Remember too that email addresses are generally case-sensitive
in the local parts, which raises another set of subtle issues...
and we won't know how well the EAI version of handling those
issues works until we get more deployment experience.

Protocols are different and interpret identifier names and
namespaces differently.   Inferring that the right solutions for
the web are the right solutions for email --much less for the
protocol that will be invented next week-- is the path to big

> I'm concerned that there are some International cases where
> this is necessary.  Some languages have alternate spellings
> that are common within the country. (Norwegian I think does
> this?  But I don't know how users behave in that environment.)

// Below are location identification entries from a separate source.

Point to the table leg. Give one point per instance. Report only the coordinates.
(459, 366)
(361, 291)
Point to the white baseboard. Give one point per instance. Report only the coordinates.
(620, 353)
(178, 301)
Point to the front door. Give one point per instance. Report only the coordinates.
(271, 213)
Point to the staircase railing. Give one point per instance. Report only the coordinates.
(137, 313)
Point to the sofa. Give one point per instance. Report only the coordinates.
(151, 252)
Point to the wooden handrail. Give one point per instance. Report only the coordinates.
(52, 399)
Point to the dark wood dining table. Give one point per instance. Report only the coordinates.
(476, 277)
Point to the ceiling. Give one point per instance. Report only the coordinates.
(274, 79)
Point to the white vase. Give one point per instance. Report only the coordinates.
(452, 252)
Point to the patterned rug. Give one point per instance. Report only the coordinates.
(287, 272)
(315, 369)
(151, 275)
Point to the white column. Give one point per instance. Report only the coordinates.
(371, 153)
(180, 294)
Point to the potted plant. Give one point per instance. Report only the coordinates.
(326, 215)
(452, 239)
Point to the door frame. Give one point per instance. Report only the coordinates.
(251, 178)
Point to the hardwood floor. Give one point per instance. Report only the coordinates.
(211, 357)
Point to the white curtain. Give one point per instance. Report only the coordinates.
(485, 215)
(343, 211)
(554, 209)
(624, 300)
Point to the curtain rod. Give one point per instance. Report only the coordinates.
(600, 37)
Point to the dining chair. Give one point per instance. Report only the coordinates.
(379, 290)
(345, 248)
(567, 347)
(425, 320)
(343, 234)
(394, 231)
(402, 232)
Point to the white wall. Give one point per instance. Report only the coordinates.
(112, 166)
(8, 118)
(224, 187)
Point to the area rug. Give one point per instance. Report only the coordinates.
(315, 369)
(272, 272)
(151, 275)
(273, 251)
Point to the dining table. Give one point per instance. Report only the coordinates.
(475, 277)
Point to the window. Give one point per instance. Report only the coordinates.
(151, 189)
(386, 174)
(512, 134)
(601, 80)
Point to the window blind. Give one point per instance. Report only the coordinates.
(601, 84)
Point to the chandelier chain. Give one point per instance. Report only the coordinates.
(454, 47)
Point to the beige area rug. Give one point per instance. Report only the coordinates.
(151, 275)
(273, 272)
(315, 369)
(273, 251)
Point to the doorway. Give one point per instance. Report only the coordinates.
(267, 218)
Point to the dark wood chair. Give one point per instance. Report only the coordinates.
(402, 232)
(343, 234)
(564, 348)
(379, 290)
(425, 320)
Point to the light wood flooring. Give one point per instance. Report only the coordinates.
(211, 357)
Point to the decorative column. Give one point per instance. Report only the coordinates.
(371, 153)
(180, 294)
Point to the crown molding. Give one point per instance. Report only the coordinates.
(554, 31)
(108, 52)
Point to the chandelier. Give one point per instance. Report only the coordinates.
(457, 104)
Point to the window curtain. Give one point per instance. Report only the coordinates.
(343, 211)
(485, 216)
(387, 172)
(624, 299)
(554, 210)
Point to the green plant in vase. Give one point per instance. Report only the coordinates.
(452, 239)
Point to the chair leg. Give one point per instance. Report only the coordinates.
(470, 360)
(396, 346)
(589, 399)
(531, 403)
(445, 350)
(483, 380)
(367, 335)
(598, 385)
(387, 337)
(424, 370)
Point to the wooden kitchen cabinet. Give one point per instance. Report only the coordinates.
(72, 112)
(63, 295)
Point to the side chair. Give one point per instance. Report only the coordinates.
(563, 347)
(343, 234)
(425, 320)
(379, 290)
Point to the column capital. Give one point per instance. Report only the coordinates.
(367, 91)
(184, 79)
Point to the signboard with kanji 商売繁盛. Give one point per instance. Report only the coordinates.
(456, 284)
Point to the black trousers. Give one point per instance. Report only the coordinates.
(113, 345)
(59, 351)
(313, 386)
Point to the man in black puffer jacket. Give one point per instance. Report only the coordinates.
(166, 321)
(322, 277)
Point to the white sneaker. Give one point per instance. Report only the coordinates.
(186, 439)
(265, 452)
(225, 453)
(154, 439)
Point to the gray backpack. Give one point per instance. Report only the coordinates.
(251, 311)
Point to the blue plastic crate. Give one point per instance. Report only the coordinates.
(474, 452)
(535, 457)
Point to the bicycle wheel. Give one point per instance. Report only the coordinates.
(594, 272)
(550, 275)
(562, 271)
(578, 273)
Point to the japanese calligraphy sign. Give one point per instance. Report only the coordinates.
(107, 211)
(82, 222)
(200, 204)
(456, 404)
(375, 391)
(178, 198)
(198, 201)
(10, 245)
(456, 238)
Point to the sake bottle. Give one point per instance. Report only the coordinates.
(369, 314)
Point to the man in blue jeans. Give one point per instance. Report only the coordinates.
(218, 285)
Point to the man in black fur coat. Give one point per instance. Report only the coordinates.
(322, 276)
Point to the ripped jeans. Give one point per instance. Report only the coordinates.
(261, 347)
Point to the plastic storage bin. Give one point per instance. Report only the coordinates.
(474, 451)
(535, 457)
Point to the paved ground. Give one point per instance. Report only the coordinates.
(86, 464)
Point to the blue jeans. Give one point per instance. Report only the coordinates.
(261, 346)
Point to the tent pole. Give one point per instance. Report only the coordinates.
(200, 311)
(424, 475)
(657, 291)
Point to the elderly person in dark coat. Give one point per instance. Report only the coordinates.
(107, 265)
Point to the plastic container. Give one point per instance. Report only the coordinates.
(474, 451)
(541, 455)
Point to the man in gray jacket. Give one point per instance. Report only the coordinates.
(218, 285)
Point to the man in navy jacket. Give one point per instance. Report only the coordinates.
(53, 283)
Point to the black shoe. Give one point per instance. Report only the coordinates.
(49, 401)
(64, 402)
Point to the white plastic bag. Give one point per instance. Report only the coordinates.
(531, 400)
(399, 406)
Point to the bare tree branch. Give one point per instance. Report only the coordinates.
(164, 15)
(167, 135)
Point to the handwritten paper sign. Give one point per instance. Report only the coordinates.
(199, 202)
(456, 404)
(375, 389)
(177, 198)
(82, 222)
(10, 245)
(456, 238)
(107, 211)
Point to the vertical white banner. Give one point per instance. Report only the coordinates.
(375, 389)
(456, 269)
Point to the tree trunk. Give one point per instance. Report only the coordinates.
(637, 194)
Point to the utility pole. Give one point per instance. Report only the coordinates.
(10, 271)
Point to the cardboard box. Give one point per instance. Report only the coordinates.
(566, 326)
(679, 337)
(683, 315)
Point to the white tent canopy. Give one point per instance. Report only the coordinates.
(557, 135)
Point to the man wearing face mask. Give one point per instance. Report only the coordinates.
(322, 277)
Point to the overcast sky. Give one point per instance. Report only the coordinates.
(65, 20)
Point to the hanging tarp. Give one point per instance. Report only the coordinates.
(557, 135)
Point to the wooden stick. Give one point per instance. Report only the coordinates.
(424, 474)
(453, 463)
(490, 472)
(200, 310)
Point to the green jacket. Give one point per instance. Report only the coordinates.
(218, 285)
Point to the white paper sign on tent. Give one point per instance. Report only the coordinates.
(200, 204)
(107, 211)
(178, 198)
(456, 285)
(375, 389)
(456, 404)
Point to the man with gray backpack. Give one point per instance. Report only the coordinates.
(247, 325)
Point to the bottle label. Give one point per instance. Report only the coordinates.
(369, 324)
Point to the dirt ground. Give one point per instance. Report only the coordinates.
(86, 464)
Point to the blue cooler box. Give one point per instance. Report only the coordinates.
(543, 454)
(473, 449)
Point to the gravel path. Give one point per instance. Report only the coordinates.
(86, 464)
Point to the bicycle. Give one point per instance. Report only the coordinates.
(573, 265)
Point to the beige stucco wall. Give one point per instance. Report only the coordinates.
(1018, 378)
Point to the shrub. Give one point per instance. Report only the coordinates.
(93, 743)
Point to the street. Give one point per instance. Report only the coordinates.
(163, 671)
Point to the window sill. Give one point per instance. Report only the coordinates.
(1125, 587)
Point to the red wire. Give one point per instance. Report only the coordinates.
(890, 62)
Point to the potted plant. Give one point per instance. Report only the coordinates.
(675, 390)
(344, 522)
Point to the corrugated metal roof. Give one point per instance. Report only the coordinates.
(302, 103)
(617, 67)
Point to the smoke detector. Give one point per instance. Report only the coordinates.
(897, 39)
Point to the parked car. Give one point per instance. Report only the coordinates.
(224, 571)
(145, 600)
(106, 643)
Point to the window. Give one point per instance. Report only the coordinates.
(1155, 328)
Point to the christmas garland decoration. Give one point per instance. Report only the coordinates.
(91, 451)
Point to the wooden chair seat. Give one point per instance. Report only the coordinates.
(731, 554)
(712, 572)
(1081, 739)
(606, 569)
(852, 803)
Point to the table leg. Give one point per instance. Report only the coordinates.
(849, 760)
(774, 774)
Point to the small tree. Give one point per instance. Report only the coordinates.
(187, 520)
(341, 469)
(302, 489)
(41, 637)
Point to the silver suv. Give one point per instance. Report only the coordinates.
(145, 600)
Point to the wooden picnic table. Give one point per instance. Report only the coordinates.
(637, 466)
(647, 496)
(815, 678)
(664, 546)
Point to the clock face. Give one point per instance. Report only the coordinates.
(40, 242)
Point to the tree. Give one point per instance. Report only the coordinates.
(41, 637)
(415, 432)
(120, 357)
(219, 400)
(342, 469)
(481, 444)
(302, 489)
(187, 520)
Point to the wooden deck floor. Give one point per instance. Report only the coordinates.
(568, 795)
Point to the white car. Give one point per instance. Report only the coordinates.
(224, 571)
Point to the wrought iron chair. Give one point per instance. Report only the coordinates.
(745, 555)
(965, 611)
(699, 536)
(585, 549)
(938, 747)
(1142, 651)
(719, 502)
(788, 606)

I'll let Harald address Norwegian if he has the time and
inclination, but...

> Eg: color and colour, though often the variation in English
> isn't that interesting to DNS.

But, as Andrew has pointed out, there are places in Canada where
the two must be treated interchangeably.    In that context, I
don't know what "isn't that interesting to DNS" means: if one is
going to make allowances for the Norwegian situation to which
you refer (really two separate languages), it is not clear to me
how one justifies not recognizing Torbjörn and Torbøjrn as the
same name (a topic about which both Harald and Patrik have
reason to be sensitive), recognizing "color" and "colour" as
having the same meaning/intent, and even routing mail to
Sean.Steele at microsoft.com to your address (which the real Sean
Steel (sic) might not like).

The DNS just doesn't do the sorts of things that are needed to
support things like that.  And we just introduce confusion for
users by supporting some of them while ones that seem even more
natural to a given group of users are not supported.  Registries
may know enough about their own environments, or see significant
enough revenue opportunities or risks, to want to figure out how
to bind some names together.  But the slope is both steep and
slippery if we start mandating much of anything.